提案は断ってもいいが、まずは話を聞こう

「なにか」をしたい、今はうまく行っていないが、いずれ、実現したい…

撤退戦・再建戦だけでなく、新規立ち上げの前もこういう状況と言うのはあります。

すると「したい」、「やりたい」と言うのなら、こういう話がありますよと提案なり情報なりが出てくる事があります。

その提案や情報を聞いた時、自分がやりたい事とずれている部分があるように感じたらどうしますか?

ずれていると思っても、話を聞く事は大事なのです。

例えば、「あなたは〇〇がしたいと言っていたでしょう?、それについて、Aさんと言う人がいるんだけど、話を聞いてみない」と言われたら、そのAさんとは出来る限り会うようにしましょう。

もちろん、今だったらオンラインでもかまいません。とにかく、自分がやりたいと言う事について、誰かが人を紹介してくれたのですから、その人に会ってみた方が良いのです。

農業を目指すと言っていた人で、農業法人に行っても田舎暮らし関係のNPOに行ってもうまくいかない人がいました。

ある時、僕はその人にここなら働きながら農業の実習も出来ると思うと言って、とある会社を紹介しました。

その会社は、僕の知り合いが勤めている会社でした。その知り合いが自分の部署で雇う人を面接して決めているらしいので、頼んだら、面接してくれると言ってくれたわけです。

ところが、その農業志望の人は、面接に行こうとはしませんでした。

結局、周りでその人になにかを提案しようとする人はいなくなっていったようです。

こういう風に最初から提案を断ってしまう事のなにがいけないかと言うと、提案者の側が「この人になにかを提案しても動こうとしない」と感じてしまうからです。

「提案しても動かない人ならもう提案するのはよそう」と言う事になって、結局、その人に情報や提案を持ってくる人がいなくなってしまうわけです。

最初から断らずに、「ありがとございます。話をお伺いしてみますね」と言っていったん提案内容を詳しく聞いてみたり、紹介してくれた人に会ってみたりすれば、提案した人は「提案したら動いてくれた」と感じる事が出来ます。

詳しく話を聞いたり、相手に会ったりした上で、この点が合わないからと報告すれば、話を持ってきてくれた人も納得するでしょう。

(事によると、こうやって最初から断る人と言うのは、相手に会って詳しく話を聞いた上で断ったら失礼にあたるのではと思っているのかもしれません。

しかし、そんな事はありません。話を詳しく聞かないで断る方がよほど失礼なのです。)

また、自分が実現したい事と現実のすり合わせができないのも「最初から断る」事のまずい点です。

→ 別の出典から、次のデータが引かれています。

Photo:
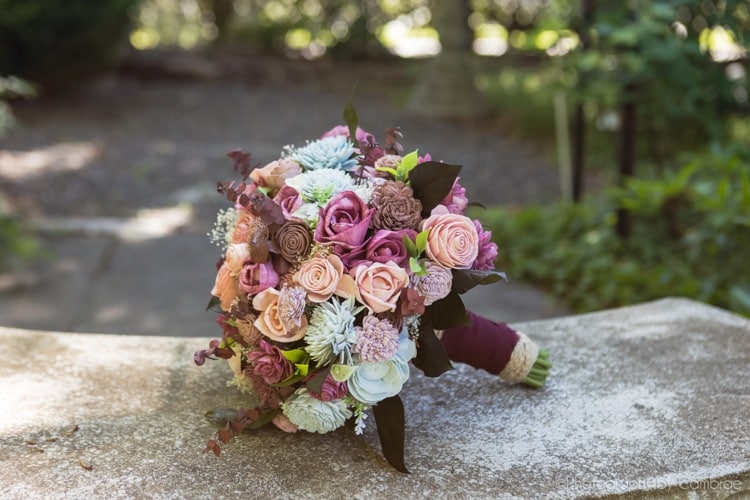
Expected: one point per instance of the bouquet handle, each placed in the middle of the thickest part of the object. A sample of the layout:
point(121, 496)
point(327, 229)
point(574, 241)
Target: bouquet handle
point(498, 349)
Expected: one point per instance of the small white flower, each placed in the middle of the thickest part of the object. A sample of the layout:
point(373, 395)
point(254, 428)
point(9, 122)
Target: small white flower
point(313, 415)
point(223, 228)
point(331, 330)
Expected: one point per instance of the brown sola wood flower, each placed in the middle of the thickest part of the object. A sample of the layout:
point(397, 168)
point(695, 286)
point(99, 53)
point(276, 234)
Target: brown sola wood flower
point(293, 240)
point(397, 207)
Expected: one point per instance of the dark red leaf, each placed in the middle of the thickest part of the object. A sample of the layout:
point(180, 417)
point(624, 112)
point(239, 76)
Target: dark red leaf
point(431, 357)
point(389, 417)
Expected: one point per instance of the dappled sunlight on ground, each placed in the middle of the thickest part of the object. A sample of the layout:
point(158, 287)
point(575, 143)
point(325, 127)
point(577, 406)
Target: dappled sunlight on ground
point(58, 157)
point(146, 224)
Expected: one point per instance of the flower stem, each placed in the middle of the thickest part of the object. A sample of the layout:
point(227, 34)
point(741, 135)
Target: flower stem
point(539, 371)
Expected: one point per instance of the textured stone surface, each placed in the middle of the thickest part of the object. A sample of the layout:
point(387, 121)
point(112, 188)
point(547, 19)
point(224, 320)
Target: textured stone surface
point(649, 400)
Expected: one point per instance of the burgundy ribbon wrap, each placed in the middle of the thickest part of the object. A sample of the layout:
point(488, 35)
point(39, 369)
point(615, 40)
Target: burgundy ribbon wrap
point(483, 344)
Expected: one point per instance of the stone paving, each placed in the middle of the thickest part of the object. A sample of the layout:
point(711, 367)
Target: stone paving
point(119, 176)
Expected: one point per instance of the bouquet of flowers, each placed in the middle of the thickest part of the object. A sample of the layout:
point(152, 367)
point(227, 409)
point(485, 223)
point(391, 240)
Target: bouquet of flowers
point(342, 262)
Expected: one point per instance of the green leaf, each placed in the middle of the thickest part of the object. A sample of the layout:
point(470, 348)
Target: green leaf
point(431, 181)
point(447, 312)
point(416, 266)
point(390, 170)
point(406, 165)
point(422, 240)
point(341, 373)
point(431, 357)
point(351, 119)
point(296, 355)
point(389, 418)
point(411, 248)
point(214, 302)
point(466, 279)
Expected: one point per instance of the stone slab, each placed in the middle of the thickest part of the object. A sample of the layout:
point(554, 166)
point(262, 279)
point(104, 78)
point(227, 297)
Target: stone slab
point(647, 401)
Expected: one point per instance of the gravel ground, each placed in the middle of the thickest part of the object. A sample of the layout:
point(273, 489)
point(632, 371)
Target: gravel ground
point(154, 135)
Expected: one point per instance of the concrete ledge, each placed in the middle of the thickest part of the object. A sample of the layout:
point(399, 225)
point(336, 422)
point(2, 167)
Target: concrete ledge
point(651, 400)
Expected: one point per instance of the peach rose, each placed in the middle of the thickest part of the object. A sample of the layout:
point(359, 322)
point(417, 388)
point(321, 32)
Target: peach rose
point(453, 241)
point(275, 173)
point(235, 257)
point(322, 277)
point(269, 320)
point(241, 233)
point(379, 285)
point(226, 287)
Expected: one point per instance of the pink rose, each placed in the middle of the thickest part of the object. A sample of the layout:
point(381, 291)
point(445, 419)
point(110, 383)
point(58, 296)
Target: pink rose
point(289, 200)
point(235, 257)
point(321, 277)
point(344, 222)
point(383, 247)
point(275, 173)
point(487, 249)
point(256, 277)
point(269, 364)
point(225, 287)
point(379, 285)
point(269, 321)
point(453, 240)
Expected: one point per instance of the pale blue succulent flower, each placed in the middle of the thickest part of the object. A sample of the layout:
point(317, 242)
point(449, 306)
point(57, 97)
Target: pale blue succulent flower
point(331, 333)
point(313, 415)
point(330, 152)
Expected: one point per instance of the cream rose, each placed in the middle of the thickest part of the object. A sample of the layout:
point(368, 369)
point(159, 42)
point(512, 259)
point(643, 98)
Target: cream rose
point(226, 287)
point(269, 320)
point(453, 241)
point(321, 277)
point(275, 173)
point(235, 258)
point(379, 285)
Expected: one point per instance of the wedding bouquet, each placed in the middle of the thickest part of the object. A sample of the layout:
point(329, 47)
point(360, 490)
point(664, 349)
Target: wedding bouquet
point(340, 262)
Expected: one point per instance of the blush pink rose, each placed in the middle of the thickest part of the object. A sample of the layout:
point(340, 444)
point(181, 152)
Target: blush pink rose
point(269, 320)
point(289, 200)
point(256, 277)
point(379, 285)
point(241, 233)
point(344, 222)
point(226, 287)
point(321, 277)
point(235, 257)
point(275, 173)
point(452, 241)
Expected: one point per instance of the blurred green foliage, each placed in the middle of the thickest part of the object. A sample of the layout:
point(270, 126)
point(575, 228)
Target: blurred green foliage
point(55, 40)
point(679, 61)
point(690, 239)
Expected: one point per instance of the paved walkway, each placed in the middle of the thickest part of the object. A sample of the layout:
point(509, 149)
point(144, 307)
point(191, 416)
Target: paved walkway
point(119, 176)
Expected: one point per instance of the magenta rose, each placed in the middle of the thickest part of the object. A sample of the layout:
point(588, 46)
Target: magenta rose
point(255, 277)
point(269, 364)
point(344, 222)
point(385, 246)
point(289, 200)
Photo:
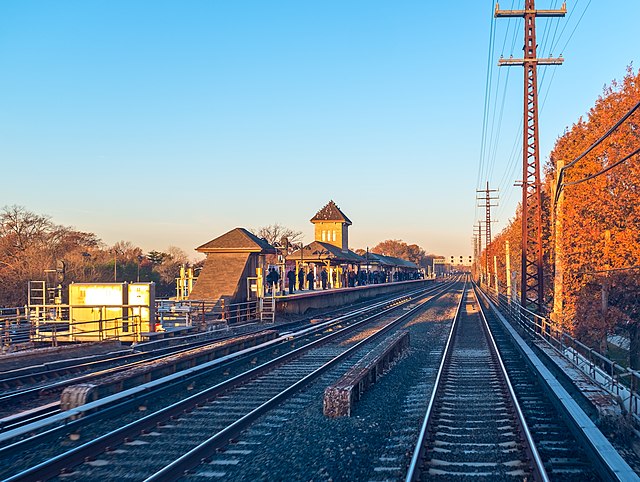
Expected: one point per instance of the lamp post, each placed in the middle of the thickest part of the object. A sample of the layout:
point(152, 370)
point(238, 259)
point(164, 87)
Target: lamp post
point(140, 258)
point(86, 257)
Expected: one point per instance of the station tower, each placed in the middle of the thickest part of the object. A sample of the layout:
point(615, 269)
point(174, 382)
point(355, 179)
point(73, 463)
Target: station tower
point(332, 226)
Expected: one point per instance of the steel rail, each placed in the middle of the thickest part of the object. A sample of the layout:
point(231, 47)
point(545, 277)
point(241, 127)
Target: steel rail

世の中、何から何まで自分が思っていた通りにただちに実現出来るなんて事はまずありえません。

ある部分は実現出来ても、ある部分は実現できない、そういう中でどうやって、より自分の考えに近い状態を実現していくか、それが現実とのすり合わせです。

夢と現実のすり合わせ過程では、これは出来るけど、これは出来ない、ただ、これをやることでこういう可能性が拓けるかもしれないと言うような事を、事細かに、そして真剣に突き詰める事になります。

誰かに会って話を聞いて、その提案を受けるか受けないか考えてみると言うのは、このすり合わせ過程の訓練として役立つのです。

最初から断ってしまうのは、現実とのすり合わせの機会を逃してしまい、夢の実現に近づく事ができません。

更に、「仲間づくり」が出来ないと言うのも「最初から断る」事の悪い点です。

提案した人、話を持ってきた人からは、話を聞いた上で、受けるか断るか悩んでいるのは、夢と現実を一生懸命すり合わせているように見えます。それだけ夢の実現について真剣に努力している姿勢があると評価できるので、たとえ、断ったとしても、また、別な提案をしてあげようと思う事になります。

例えば、受けるか断るかの悩みを提案主に相談してみれば、それは提案主を「仲間」にしていく役に立ちます。

そもそも、なにかを提案してくれると言う事は、その夢の実現について親身になろうとする意志があるからです。そう言う気持ちが全然なければ、赤の他人になにかを提案したり、話を持ってきたりはしません。

ついでに言うと、その提案者が紹介してくれた先も、そう言う事なら協力してもよいと言ってくれているわけですから、「仲間」になってくれる可能性があるわけです。

結果として、どうしても条件が合わないから断る事になったとしても、悩みを相談した上でなら、提案者や紹介先の人たちは今後も付き合ってくれると思います。

付き合ってくれる人、それが「仲間」なわけです。

なにかを提案されたり話を持ってきてもらったら、始めから断らずに、話を聞いたり、相手に会ったりするようにしましょう。